Hat mich zwölf gekostet, Lady, so wahr Satan mir helfe.

Doch weil Sie so hübsch sind und

um Sie aufzumuntern, kriegen Sie es für

Fünf.

Ganz recht.

Fünf

Verkauft an die Dame mit den schönen Augen …



V.

Grünlich grau kauert der Erzbischof, blind in der Dunkelheit auf der Mauer von St. Paul’s,

klein, vogelhaft, leuchtend summt er: Input/Output, Input/Output.

Es ist schon fast sechs und der Stoßverkehr aus gestohlenen Träumen

und erweitertem Speicher verstopft den Gehweg unter uns.

Ich reich dem Mann mein Glas.

Er nimmt es behutsam und schlurft in den lauernden Schatten der Kathedrale.

Als er zurückkommt, ist das Glas wieder voll.

»Garantiert heilig?«, frag ich im Scherz.

Er zieht Buchstaben in den gefrorenen Dreck: wysiwyg

Und lächelt nicht mal.

(Wisiwig.
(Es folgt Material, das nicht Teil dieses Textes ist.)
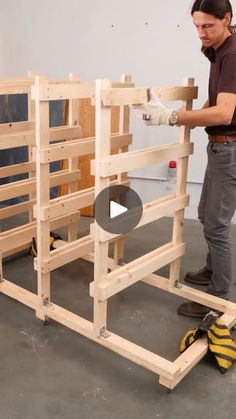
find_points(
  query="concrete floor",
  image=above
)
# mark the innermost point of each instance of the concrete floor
(50, 372)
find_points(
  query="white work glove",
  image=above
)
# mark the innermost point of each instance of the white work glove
(153, 112)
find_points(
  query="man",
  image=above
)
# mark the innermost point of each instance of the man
(212, 19)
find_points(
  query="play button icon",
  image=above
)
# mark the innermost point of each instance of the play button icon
(118, 209)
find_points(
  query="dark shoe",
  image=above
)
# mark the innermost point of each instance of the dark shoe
(192, 309)
(201, 277)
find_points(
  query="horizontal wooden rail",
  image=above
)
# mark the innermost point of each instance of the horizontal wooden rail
(11, 210)
(152, 211)
(16, 169)
(65, 254)
(20, 139)
(176, 93)
(26, 186)
(18, 236)
(14, 127)
(115, 343)
(68, 203)
(79, 147)
(64, 91)
(71, 90)
(131, 160)
(124, 96)
(127, 275)
(17, 140)
(64, 204)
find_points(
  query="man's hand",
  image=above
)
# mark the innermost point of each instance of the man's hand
(153, 112)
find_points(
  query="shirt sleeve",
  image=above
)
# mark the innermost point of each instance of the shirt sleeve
(227, 81)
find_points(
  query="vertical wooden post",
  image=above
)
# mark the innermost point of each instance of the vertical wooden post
(73, 162)
(181, 180)
(102, 149)
(31, 117)
(42, 193)
(123, 129)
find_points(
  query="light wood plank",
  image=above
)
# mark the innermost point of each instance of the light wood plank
(141, 158)
(132, 272)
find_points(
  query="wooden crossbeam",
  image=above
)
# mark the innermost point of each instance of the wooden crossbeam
(176, 93)
(63, 205)
(124, 96)
(117, 344)
(10, 211)
(152, 211)
(24, 187)
(19, 139)
(140, 158)
(16, 127)
(127, 275)
(16, 169)
(192, 294)
(66, 254)
(79, 147)
(64, 91)
(18, 236)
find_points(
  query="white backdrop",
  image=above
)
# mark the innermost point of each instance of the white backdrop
(153, 40)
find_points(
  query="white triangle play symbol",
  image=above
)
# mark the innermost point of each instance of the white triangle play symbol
(116, 209)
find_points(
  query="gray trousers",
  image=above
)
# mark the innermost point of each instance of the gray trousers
(216, 209)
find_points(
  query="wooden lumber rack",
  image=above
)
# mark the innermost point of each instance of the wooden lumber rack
(112, 162)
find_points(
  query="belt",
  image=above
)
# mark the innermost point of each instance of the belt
(221, 138)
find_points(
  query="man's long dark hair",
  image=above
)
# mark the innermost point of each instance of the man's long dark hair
(217, 8)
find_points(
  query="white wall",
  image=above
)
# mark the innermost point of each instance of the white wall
(153, 40)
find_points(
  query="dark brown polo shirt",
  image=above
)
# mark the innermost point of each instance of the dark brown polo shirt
(223, 79)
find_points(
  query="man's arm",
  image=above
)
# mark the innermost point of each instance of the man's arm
(221, 114)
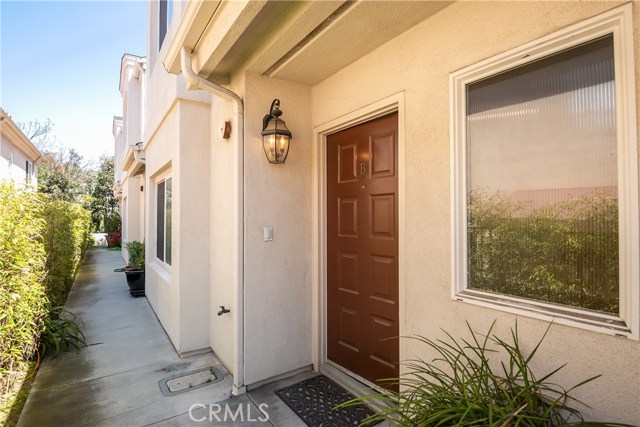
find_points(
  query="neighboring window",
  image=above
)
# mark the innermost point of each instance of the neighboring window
(163, 221)
(544, 210)
(29, 171)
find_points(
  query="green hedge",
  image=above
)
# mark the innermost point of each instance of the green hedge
(42, 243)
(66, 238)
(23, 302)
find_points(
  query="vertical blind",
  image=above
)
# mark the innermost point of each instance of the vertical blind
(542, 180)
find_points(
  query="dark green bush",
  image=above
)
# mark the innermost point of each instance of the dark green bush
(112, 222)
(66, 239)
(42, 243)
(60, 329)
(22, 294)
(136, 254)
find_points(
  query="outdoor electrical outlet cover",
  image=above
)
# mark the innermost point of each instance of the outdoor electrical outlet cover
(187, 381)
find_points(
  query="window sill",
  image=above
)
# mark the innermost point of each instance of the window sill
(583, 319)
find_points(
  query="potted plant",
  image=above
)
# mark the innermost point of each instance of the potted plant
(135, 269)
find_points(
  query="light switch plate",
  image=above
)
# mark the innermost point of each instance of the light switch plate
(268, 234)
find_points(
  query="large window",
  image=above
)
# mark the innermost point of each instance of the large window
(163, 221)
(28, 168)
(546, 180)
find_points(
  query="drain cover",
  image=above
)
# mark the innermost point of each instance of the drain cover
(187, 381)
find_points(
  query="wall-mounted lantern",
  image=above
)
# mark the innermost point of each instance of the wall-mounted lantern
(275, 135)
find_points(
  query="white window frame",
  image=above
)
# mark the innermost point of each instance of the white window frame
(619, 23)
(163, 178)
(28, 171)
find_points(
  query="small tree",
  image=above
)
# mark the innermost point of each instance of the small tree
(103, 202)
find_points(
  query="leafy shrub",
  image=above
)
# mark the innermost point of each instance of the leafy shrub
(42, 243)
(114, 239)
(136, 254)
(66, 238)
(60, 328)
(465, 386)
(22, 294)
(563, 253)
(113, 222)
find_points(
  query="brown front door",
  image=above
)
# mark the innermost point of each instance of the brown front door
(362, 248)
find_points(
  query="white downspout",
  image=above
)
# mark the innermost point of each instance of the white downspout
(194, 81)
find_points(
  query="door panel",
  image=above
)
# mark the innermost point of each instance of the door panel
(362, 248)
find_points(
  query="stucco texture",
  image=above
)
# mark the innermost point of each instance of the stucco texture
(418, 63)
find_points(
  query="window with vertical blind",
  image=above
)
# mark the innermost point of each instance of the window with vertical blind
(28, 168)
(163, 220)
(545, 180)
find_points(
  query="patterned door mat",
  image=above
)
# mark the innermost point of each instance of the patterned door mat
(314, 400)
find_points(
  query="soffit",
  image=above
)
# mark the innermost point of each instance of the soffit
(360, 30)
(305, 42)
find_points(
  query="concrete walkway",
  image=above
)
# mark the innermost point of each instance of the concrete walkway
(115, 380)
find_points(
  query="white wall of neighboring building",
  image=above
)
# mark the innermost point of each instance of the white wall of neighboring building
(15, 150)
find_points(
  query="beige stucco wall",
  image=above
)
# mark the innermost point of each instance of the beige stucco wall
(418, 63)
(221, 239)
(277, 273)
(16, 169)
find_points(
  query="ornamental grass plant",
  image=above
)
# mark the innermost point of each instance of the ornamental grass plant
(483, 380)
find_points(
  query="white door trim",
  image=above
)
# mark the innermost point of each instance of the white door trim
(394, 103)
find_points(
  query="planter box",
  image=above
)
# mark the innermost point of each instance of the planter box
(135, 281)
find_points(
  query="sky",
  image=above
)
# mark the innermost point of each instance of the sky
(60, 60)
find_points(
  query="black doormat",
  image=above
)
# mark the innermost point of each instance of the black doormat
(314, 401)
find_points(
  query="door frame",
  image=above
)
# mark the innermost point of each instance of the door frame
(391, 104)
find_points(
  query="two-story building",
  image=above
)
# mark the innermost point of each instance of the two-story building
(18, 156)
(129, 156)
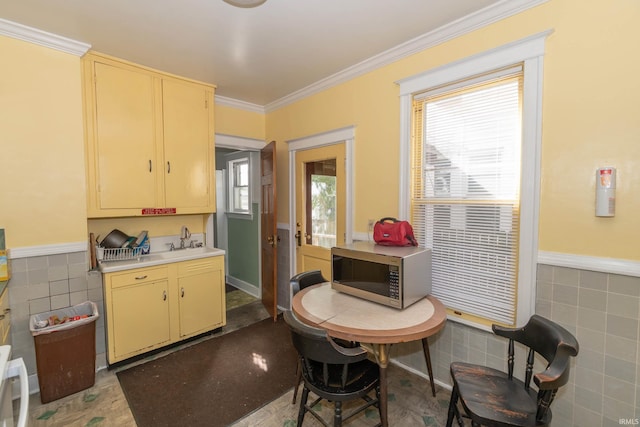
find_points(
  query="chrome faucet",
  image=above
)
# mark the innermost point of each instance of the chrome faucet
(184, 235)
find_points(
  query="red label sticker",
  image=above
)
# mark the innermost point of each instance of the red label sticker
(158, 211)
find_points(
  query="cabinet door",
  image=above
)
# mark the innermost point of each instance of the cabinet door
(188, 145)
(201, 292)
(125, 137)
(5, 319)
(140, 317)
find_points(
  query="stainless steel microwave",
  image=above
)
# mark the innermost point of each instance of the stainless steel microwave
(390, 275)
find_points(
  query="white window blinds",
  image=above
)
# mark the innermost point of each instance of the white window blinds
(465, 201)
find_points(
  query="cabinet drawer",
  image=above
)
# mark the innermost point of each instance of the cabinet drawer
(139, 276)
(198, 266)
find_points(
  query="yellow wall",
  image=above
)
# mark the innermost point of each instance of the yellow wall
(237, 122)
(42, 185)
(591, 118)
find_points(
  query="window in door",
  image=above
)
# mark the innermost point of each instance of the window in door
(321, 199)
(239, 179)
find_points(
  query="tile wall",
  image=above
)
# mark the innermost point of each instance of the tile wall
(41, 284)
(601, 310)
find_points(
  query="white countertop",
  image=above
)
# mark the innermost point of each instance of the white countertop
(159, 258)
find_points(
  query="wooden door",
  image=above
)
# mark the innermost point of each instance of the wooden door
(320, 206)
(269, 231)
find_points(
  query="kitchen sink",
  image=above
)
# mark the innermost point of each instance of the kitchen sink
(187, 253)
(158, 258)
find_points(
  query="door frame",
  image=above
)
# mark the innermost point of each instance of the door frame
(343, 135)
(249, 144)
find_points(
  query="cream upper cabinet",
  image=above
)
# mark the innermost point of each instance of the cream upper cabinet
(187, 146)
(149, 141)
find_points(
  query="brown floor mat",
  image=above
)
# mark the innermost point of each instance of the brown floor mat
(215, 382)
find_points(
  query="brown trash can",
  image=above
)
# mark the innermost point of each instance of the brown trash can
(66, 353)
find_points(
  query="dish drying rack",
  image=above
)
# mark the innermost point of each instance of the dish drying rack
(118, 254)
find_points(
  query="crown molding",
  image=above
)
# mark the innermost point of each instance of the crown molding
(467, 24)
(42, 38)
(236, 103)
(238, 142)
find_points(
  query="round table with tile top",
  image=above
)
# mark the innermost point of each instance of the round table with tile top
(355, 319)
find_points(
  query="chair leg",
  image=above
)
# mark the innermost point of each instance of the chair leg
(303, 403)
(298, 381)
(337, 416)
(453, 409)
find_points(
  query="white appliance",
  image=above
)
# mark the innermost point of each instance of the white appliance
(10, 369)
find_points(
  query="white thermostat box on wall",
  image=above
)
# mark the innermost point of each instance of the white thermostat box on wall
(606, 191)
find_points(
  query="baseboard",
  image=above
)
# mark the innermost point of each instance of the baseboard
(244, 286)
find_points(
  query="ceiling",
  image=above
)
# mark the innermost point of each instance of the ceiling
(257, 56)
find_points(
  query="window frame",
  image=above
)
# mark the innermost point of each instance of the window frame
(530, 52)
(232, 159)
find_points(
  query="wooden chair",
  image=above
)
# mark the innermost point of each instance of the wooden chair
(297, 283)
(332, 372)
(493, 398)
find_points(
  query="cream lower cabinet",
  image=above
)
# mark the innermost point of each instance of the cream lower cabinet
(200, 282)
(149, 308)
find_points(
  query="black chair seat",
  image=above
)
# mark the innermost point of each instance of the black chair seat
(363, 377)
(490, 397)
(493, 398)
(332, 372)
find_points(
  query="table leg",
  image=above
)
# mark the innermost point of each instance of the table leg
(381, 351)
(427, 356)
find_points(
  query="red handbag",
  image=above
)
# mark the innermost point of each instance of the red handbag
(391, 232)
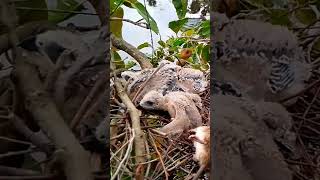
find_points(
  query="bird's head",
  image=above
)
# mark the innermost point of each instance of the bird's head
(153, 100)
(44, 43)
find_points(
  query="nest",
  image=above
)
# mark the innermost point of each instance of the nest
(166, 157)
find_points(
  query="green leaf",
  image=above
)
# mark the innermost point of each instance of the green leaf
(144, 13)
(205, 53)
(175, 26)
(116, 58)
(116, 25)
(144, 45)
(163, 44)
(204, 29)
(181, 7)
(306, 16)
(65, 5)
(114, 5)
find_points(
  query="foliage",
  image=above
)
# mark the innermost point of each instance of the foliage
(170, 50)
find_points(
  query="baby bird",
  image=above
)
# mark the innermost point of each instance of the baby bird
(201, 140)
(182, 107)
(266, 64)
(169, 78)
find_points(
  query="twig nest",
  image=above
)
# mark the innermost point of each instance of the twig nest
(201, 141)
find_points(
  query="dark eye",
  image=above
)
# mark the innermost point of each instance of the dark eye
(149, 103)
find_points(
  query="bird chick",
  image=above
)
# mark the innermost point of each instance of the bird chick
(168, 78)
(271, 54)
(182, 107)
(201, 141)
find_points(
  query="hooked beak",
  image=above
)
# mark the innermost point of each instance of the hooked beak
(53, 50)
(29, 44)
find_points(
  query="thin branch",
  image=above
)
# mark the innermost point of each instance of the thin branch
(141, 58)
(135, 119)
(130, 21)
(57, 11)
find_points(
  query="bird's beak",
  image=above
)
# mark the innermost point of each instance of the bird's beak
(191, 131)
(29, 44)
(54, 51)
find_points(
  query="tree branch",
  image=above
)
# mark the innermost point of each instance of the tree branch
(135, 114)
(132, 51)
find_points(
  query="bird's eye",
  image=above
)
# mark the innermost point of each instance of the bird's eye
(149, 103)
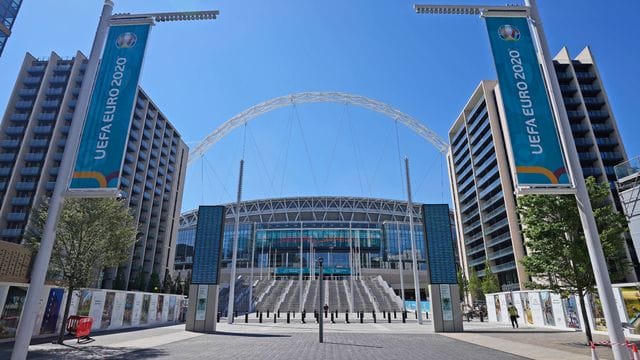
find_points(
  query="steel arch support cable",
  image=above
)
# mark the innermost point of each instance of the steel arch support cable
(317, 97)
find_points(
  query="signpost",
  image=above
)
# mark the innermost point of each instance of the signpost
(106, 128)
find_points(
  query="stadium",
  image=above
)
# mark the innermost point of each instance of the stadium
(365, 244)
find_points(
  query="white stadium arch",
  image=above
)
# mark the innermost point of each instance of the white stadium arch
(317, 97)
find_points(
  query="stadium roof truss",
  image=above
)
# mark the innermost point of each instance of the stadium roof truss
(317, 97)
(320, 209)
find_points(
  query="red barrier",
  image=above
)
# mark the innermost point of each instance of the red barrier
(80, 326)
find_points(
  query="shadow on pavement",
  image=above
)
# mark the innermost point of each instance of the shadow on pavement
(225, 333)
(96, 352)
(371, 346)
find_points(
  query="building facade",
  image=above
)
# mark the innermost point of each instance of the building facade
(278, 238)
(628, 186)
(480, 176)
(33, 136)
(8, 12)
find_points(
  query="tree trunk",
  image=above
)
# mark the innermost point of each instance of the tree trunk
(63, 327)
(583, 309)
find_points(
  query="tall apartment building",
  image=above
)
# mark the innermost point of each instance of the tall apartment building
(481, 183)
(8, 12)
(33, 136)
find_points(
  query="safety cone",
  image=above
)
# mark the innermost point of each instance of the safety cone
(634, 351)
(594, 355)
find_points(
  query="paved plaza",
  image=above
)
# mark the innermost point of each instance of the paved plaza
(342, 341)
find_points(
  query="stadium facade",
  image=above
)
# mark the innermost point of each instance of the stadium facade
(359, 237)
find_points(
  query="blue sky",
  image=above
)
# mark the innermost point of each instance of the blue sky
(202, 73)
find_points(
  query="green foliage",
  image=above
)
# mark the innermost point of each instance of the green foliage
(558, 258)
(490, 282)
(154, 283)
(167, 284)
(92, 234)
(475, 285)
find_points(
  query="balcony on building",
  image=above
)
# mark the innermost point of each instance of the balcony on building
(11, 233)
(58, 80)
(589, 90)
(9, 143)
(585, 75)
(32, 80)
(21, 201)
(42, 130)
(16, 216)
(36, 69)
(24, 104)
(19, 117)
(39, 143)
(7, 157)
(583, 142)
(50, 104)
(34, 156)
(47, 116)
(28, 92)
(25, 185)
(55, 91)
(598, 115)
(15, 130)
(50, 185)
Whiskey weg.)

Er hustet milchig grauen Schleim,

spuckt auf die Stufen.

Was ich in dem Glas sehe, scheint in der Tat heilig, doch man weiß ja nie,

wenn man nicht selbst eine Sirene ist oder ein Geist,

der aus dem Telecom-Mundstück herausflockt, den Piepston reitet,

eine Anrufung, eine ganz Falsche Nummer, dann erkennt man das Unheilige.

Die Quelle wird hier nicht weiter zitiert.